In the last section to this chapter,  we consider again more than two possible events, namely, in general,  $I$.  These events will be denoted by  $A_i$   ⇒   the running index $i$ can be in the range  $1 ≤ i ≤ I$.

$\text{Definition:}$  A constellation with events  $A_1, \hspace{0.1cm}\text{...}\hspace{0.1cm} , A_i, \hspace{0.1cm}\text{...}\hspace{0.1cm} , A_I$  is called a  »complete system«,  if and only if the following two conditions are satisfied:

(1)   All events are pairwise disjoint:

$$A_i \cap A_j = \it \phi \hspace{0.25cm}\rm for\hspace{0.15cm}all\hspace{0.25cm}\it i \ne j.$$

(2)   The union of all event sets gives the universal set:

$$\bigcup_{i=1}^{I} A_i = G.$$

Given these two assumptions, the sum of all probabilities is then:

$$\sum_{i =1}^{ I} {\rm Pr}(A_i) = 1.$$

$\text{Example 8:}$

• The sets  $A_1 := \{1, 5\}$  and  $A_2 := \{2, 3\}$  together with the set  $A_3 := \{4, 6\}$  result in a complete system in the random experiment  »throwing a die«,
• but not in the experiment  »throwing a roulette ball«.

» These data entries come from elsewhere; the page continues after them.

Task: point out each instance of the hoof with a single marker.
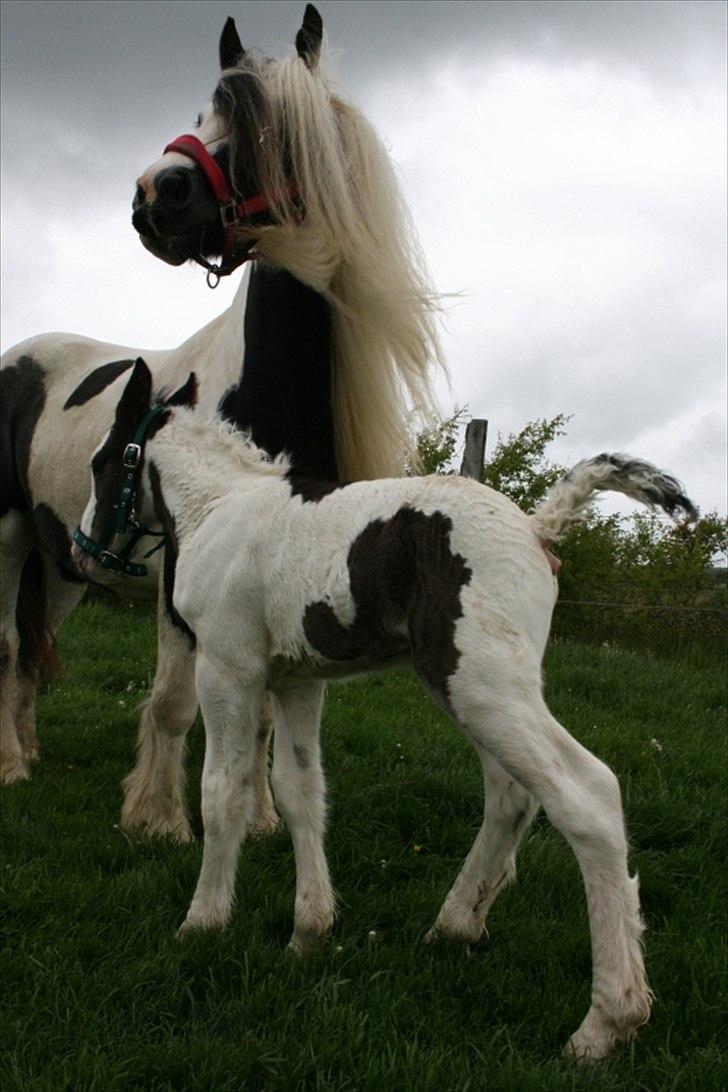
(13, 772)
(174, 828)
(265, 825)
(595, 1040)
(465, 940)
(201, 923)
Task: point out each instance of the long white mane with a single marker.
(356, 247)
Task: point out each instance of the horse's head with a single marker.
(120, 499)
(212, 191)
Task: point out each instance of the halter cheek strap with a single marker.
(233, 213)
(124, 518)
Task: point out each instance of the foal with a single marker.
(285, 582)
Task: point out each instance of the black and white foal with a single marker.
(286, 582)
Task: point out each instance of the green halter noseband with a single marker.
(124, 517)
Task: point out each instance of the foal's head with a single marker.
(245, 130)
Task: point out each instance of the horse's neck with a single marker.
(284, 393)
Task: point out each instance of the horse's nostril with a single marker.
(175, 186)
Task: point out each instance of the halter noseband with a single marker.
(124, 514)
(233, 213)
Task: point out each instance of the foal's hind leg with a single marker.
(299, 790)
(265, 818)
(581, 797)
(154, 791)
(15, 543)
(490, 865)
(230, 708)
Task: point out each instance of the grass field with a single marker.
(98, 993)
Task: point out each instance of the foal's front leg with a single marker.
(231, 710)
(154, 791)
(299, 788)
(490, 865)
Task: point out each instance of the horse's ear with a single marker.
(136, 398)
(187, 395)
(308, 39)
(230, 47)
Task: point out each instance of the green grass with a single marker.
(98, 993)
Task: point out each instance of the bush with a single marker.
(637, 581)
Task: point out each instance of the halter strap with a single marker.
(231, 213)
(123, 514)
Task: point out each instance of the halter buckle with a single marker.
(132, 453)
(228, 214)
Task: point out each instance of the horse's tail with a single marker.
(37, 655)
(568, 501)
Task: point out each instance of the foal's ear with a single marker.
(230, 47)
(308, 39)
(187, 395)
(136, 398)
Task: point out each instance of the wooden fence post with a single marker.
(475, 448)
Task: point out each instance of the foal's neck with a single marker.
(194, 464)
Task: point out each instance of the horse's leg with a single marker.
(581, 796)
(299, 788)
(61, 597)
(230, 709)
(15, 544)
(265, 819)
(154, 791)
(490, 865)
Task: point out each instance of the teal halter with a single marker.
(124, 515)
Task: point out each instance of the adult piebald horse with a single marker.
(329, 341)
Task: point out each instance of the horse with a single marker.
(325, 352)
(285, 585)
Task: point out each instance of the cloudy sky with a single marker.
(564, 162)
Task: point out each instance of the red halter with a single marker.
(231, 213)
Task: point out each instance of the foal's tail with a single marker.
(568, 500)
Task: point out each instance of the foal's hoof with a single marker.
(13, 772)
(438, 935)
(175, 828)
(302, 944)
(200, 925)
(263, 826)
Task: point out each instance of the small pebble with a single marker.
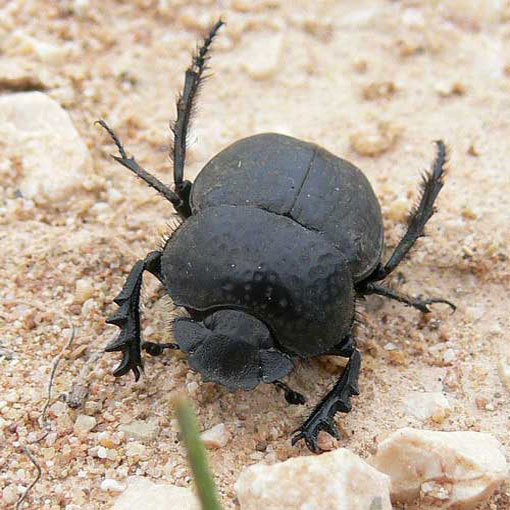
(9, 495)
(141, 493)
(84, 424)
(135, 450)
(504, 372)
(337, 480)
(216, 437)
(141, 430)
(108, 484)
(452, 470)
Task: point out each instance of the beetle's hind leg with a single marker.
(337, 400)
(185, 106)
(432, 183)
(127, 317)
(418, 303)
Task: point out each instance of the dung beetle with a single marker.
(278, 240)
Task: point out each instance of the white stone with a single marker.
(9, 495)
(84, 290)
(135, 450)
(36, 131)
(427, 405)
(504, 372)
(108, 484)
(216, 437)
(84, 424)
(141, 430)
(19, 43)
(337, 480)
(142, 494)
(443, 470)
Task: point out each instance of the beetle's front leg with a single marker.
(127, 317)
(337, 400)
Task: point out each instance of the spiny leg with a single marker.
(127, 317)
(291, 396)
(430, 188)
(185, 107)
(337, 400)
(420, 304)
(153, 182)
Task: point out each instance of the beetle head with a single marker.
(232, 348)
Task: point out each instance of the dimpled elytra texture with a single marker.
(291, 277)
(337, 480)
(304, 182)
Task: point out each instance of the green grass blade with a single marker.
(197, 455)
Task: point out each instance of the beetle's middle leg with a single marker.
(127, 317)
(431, 186)
(337, 400)
(418, 303)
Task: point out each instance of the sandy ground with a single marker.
(373, 81)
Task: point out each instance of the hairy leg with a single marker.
(131, 164)
(185, 106)
(127, 317)
(337, 400)
(420, 304)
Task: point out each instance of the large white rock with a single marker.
(36, 132)
(142, 494)
(337, 480)
(445, 470)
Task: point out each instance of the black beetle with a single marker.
(279, 238)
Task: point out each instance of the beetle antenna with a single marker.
(186, 105)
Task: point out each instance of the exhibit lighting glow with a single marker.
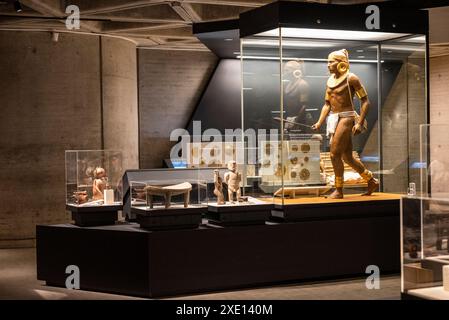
(296, 58)
(392, 48)
(287, 43)
(332, 34)
(418, 39)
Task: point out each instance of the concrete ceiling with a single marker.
(155, 24)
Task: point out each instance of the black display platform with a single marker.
(89, 216)
(335, 210)
(171, 218)
(126, 259)
(238, 215)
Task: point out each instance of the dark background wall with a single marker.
(52, 96)
(219, 107)
(119, 91)
(170, 86)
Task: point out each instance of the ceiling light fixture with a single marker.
(332, 34)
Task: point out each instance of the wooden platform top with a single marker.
(378, 196)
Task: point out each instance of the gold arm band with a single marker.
(338, 182)
(361, 93)
(366, 175)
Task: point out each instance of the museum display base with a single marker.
(238, 214)
(352, 205)
(129, 260)
(435, 264)
(85, 216)
(433, 293)
(176, 217)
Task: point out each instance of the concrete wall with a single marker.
(170, 85)
(119, 89)
(57, 96)
(50, 102)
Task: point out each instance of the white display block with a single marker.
(109, 196)
(446, 278)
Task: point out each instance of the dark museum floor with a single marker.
(18, 281)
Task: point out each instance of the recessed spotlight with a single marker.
(17, 6)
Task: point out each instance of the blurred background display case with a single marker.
(425, 221)
(284, 72)
(93, 177)
(94, 186)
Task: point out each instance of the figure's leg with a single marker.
(358, 166)
(150, 200)
(339, 140)
(186, 199)
(167, 198)
(230, 196)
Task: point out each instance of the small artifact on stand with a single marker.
(218, 191)
(343, 121)
(232, 179)
(167, 192)
(99, 184)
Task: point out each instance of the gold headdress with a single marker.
(342, 57)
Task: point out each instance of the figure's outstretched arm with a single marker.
(361, 93)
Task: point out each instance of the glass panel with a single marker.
(434, 161)
(425, 243)
(305, 79)
(284, 87)
(261, 115)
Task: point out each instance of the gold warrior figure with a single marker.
(343, 121)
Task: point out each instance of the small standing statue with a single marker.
(232, 179)
(99, 184)
(218, 191)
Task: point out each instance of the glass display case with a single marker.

$\text{Example 9:}$  Another example of a complete system is the discrete random variable  $X = \{ x_1, x_2, \hspace{0.1cm}\text{...}\hspace{0.1cm} , x_I\}$  with the likelihood corresponding to the following  »probability mass function«  $\rm (PMF)$:

$$P_X(X) = \big [ \hspace{0.1cm} P_X(x_1),\ P_X(x_2), \hspace{0.05cm}\text{...}\hspace{0.15cm},\ P_X(x_I) \hspace{0.05cm} \big ] = \big [ \hspace{0.1cm} p_1, p_2, \hspace{0.05cm}\text{...} \hspace{0.15cm}, p_I \hspace{0.05cm} \big ] \hspace{0.05cm}$$
$$\Rightarrow \hspace{0.3cm} p_1 = P_X(x_1) = {\rm Pr}(X=x_1) \hspace{0.05cm}, \hspace{0.2cm}p_2 = {\rm Pr}(X=x_2) \hspace{0.05cm},\hspace{0.05cm}\text{...}\hspace{0.15cm},\hspace{0.2cm} p_I = {\rm Pr}(X=x_I) \hspace{0.05cm}.$$
• The possible outcomes  $x_i$  of the random variable  $X$  are pairwise disjoint to each other.
• The sum of all likelihoods  $p_1 + p_2 + \hspace{0.1cm}\text{...}\hspace{0.1cm} + \hspace{0.05cm} p_I$  always yields the result  $1$.

$\text{Example 10:}$  Let  $X= \{0, 1, 2 \}$  and  $P_X (X) = \big[0.2, \ 0.5, \ 0.3\big]$. Then holds:

$${\rm Pr}(X=0) = 0.2 \hspace{0.05cm}, \hspace{0.2cm} {\rm Pr}(X=1) = 0.5 \hspace{0.05cm}, \hspace{0.2cm} {\rm Pr}(X=2) = 0.3 \hspace{0.05cm}.$$

With random variable  $X = \{1, \pi, {\rm e} \}$  and the same  $P_X(X) = \big[0.2, \ 0.5, \ 0.3\big]$  the assignments are:

$${\rm Pr}(X=1) = 0.2 \hspace{0.05cm}, \hspace{0.2cm} {\rm Pr}(X=\pi) = 0.5 \hspace{0.05cm}, \hspace{0.2cm} {\rm Pr}(X={\rm e}) = 0.3 \hspace{0.05cm}.$$

$\text{Hints:}$

• The  »probability mass function«  $P_X(X)$  only makes statements about probabilities,  not about the set of values  $\{x_1, x_2, \hspace{0.1cm}\text{...}\hspace{0.1cm} , x_I\}$  of the random variable  $X$.